GraphScope for high QPS queries#
In some service scenarios, such as recommendation or searching, graph queries arrive at an extremely high rate. GraphScope can handle these scenarios by deploying a similar set of components as in the BI scenario. However, the universal query optimizer generates a query plan more suitable for high QPS queries. Then, a designated code-gen module generates a physical plan for another core engine, Hiactor, which is a high-performance and concurrent actor framework responsible for processing OLTP-like queries at the core of GIE. Since the storage layer provides a unified interface, users may choose to deploy an in-memory graph store (e.g., vineyard) or a persistent graph store (e.g., groot) to meet their specific needs. One may notice that the deployment of GraphScope for high QPS queries is similar to the deployment for BI analysis. However, the universal optimizer generates different plans and dispatches them to different backends according to the distinct workload characteristics.

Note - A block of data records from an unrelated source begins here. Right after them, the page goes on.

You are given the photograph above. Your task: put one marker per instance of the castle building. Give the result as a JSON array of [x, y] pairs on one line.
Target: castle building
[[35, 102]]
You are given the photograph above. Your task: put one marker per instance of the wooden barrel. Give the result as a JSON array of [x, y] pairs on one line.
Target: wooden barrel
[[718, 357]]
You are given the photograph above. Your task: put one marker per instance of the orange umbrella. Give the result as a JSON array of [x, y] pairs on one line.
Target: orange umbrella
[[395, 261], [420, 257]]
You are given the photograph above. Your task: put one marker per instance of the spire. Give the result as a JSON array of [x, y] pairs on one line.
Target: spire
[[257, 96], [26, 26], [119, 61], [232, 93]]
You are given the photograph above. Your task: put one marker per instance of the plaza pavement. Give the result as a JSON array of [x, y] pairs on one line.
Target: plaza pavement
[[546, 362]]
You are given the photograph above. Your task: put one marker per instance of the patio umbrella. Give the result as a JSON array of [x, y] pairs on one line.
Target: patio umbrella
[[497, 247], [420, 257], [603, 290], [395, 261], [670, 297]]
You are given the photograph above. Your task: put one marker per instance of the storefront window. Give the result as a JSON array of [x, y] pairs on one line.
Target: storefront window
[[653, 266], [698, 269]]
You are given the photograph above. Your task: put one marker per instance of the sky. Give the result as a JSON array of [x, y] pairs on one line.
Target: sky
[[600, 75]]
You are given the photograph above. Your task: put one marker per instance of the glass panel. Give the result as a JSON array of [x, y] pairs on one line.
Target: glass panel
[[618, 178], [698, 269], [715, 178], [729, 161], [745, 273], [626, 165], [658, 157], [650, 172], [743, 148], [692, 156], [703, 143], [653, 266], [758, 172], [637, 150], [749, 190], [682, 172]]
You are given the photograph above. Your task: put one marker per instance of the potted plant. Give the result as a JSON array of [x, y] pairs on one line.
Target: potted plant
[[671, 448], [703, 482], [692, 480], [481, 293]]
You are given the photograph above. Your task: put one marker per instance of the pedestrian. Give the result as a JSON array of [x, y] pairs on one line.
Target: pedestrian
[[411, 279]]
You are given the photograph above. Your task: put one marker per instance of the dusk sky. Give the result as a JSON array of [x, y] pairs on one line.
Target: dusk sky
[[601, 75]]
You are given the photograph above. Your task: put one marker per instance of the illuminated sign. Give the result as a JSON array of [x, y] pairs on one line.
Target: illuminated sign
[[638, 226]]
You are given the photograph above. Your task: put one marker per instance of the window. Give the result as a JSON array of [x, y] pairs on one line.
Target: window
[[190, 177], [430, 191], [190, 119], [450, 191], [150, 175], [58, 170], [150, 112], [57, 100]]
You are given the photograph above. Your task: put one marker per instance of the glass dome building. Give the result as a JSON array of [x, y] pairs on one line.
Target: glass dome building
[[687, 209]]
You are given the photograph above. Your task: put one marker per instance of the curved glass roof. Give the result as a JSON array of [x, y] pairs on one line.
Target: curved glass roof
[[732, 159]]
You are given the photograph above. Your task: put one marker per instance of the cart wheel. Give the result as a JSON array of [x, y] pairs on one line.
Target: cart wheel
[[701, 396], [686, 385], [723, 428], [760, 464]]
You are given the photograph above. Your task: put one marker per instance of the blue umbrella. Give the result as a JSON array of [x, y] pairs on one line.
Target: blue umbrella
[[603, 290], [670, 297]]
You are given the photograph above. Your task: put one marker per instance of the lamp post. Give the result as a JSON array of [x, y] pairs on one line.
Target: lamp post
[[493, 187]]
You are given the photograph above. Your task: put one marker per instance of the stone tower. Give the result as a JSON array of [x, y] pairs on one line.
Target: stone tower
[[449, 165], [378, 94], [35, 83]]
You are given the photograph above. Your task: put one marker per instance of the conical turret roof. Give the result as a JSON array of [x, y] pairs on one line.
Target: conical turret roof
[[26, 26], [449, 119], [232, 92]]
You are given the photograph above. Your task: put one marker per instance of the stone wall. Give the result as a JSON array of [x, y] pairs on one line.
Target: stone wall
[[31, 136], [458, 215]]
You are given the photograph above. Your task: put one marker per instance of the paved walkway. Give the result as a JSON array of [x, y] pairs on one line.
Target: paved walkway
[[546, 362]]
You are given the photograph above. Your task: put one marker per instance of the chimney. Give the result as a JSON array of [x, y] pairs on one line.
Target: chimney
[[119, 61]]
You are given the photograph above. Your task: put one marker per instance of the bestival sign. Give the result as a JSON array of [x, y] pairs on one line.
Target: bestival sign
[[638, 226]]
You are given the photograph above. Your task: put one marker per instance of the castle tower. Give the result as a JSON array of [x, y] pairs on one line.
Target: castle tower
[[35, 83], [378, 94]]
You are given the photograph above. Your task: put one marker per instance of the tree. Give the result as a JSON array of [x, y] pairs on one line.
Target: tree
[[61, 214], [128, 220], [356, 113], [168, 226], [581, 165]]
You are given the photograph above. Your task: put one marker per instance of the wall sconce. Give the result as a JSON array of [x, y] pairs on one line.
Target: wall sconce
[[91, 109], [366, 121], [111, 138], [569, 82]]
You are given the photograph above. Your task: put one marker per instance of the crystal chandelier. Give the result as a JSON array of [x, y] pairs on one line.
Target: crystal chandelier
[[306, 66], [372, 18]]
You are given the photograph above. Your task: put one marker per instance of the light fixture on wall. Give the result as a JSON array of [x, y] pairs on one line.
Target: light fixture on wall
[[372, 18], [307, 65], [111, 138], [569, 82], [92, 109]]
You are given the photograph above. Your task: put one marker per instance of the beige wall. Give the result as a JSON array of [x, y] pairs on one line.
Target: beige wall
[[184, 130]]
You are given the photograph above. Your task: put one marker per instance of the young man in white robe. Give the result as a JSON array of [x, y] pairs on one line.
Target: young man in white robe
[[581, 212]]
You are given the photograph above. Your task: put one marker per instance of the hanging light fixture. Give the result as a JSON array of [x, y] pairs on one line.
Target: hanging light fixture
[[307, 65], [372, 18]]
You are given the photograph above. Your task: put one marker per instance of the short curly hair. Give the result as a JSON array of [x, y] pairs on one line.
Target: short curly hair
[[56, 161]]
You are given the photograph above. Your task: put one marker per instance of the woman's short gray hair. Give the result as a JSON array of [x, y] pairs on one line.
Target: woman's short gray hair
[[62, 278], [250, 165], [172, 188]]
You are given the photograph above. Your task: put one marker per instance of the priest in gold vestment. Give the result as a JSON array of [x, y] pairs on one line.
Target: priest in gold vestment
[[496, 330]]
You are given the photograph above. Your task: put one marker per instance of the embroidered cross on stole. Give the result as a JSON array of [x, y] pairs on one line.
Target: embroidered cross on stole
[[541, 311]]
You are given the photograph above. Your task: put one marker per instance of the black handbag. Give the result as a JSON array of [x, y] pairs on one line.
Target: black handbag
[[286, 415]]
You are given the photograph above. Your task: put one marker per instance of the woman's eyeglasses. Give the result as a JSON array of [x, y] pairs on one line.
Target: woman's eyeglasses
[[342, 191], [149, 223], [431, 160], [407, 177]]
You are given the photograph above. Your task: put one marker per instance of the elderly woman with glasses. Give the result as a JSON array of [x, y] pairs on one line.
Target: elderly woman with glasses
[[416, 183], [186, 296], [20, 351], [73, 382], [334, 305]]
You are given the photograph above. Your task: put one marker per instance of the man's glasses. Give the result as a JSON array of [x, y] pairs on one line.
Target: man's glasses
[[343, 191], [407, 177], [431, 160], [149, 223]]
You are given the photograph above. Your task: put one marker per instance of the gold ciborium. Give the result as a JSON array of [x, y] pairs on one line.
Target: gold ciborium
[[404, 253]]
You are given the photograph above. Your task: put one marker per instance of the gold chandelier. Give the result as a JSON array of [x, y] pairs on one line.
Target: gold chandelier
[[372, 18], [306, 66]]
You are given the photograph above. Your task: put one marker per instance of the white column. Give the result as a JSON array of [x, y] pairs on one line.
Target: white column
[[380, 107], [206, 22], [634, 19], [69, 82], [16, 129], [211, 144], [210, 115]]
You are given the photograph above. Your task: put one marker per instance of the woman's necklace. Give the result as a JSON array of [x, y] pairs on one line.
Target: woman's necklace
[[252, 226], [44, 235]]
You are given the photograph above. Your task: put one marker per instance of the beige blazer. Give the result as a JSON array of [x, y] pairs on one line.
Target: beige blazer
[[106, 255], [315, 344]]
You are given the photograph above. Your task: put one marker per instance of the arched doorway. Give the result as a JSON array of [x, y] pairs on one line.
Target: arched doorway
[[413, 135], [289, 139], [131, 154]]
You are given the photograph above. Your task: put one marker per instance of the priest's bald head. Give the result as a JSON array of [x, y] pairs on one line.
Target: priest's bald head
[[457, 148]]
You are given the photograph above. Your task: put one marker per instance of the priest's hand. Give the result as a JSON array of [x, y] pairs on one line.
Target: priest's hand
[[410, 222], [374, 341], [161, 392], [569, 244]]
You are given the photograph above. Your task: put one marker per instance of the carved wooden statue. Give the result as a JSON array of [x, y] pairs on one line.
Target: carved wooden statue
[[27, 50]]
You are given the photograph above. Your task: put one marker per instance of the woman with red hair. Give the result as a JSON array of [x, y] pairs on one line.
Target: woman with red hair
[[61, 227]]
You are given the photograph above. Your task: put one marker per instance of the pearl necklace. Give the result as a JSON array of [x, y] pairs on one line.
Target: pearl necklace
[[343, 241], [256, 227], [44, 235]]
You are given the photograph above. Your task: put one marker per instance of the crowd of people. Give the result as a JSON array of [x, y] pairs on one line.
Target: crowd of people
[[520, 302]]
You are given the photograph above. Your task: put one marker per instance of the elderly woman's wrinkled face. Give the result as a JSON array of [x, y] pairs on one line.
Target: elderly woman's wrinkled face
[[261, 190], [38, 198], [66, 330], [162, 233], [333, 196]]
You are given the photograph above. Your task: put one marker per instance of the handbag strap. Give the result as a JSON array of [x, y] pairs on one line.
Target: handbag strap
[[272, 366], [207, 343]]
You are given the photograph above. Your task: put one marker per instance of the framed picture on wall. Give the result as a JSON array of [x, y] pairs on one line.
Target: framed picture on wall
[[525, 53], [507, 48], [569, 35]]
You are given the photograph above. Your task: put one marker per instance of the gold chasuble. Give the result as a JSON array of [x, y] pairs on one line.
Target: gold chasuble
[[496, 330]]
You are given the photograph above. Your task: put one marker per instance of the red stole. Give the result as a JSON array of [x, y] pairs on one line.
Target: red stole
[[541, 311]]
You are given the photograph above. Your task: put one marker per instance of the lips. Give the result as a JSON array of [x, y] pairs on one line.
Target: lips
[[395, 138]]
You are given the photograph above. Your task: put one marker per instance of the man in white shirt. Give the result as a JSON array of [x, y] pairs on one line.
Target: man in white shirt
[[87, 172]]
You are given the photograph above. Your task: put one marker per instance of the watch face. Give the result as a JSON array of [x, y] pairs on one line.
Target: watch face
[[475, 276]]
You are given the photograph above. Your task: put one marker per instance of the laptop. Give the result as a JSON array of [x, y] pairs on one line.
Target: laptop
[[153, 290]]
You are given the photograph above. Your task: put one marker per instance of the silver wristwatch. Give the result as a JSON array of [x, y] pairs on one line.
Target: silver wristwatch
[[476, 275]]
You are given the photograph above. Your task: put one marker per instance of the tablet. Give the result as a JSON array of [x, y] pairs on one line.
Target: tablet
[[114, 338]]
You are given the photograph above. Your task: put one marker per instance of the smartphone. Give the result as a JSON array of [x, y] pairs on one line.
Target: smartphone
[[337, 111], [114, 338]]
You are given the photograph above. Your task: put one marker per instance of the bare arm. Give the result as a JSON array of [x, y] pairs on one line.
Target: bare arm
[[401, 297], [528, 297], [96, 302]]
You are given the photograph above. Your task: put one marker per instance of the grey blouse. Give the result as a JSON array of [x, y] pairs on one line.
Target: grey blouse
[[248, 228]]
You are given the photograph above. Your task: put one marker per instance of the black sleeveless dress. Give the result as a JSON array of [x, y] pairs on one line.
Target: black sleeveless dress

GraphScope for graph analytics#
GraphScope is both performant and easy-to-use for graph analytical jobs. In this scenario, applications are provided as iterative algorithms in the built-in library or customized by the users. The algorithms can be implemented using FLASH-style API, Pregel API, or GRAPE native API. All these types of algorithms are compiled in the engine layer and run on GRAPE, a processing system proposed in this paper published in SIGMOD 2017. GRAPE distinguishes itself from prior systems by its ability to parallelize sequential graph algorithms as a whole. In GRAPE, sequential algorithms can be easily “plugged into” with only minor changes, allowing them to efficiently handle large graphs. To achieve high performance, deployments for this scenario typically choose an in-memory graph store for the storage layer.
GraphScope for learning#
GNNs have been effectively utilized in numerous real-world applications, such as e-commerce recommendation systems and financial risk control platforms, where billion-scale graphs are prevalent. The learning engine in GraphScope (GLE) efficiently supports distributed GNN training on large-scale graphs in these industrial scenarios. GLE offers both Python and C++ interfaces for graph sampling operations and a Gremlin-like GSL (Graph Sampling Language) interface to simplify the definition of sampling queries. For GNN models, GLE provides a variety of paradigms and processes for model development, and also includes a rich set of example models. Users can flexibly choose TensorFlow or PyTorch as the training backend. To enable a flexible and cost-effective resource configuration, the processes of sampling and training in GLE are decoupled, allowing each to be independently scaled to achieve the best end-to-end throughput.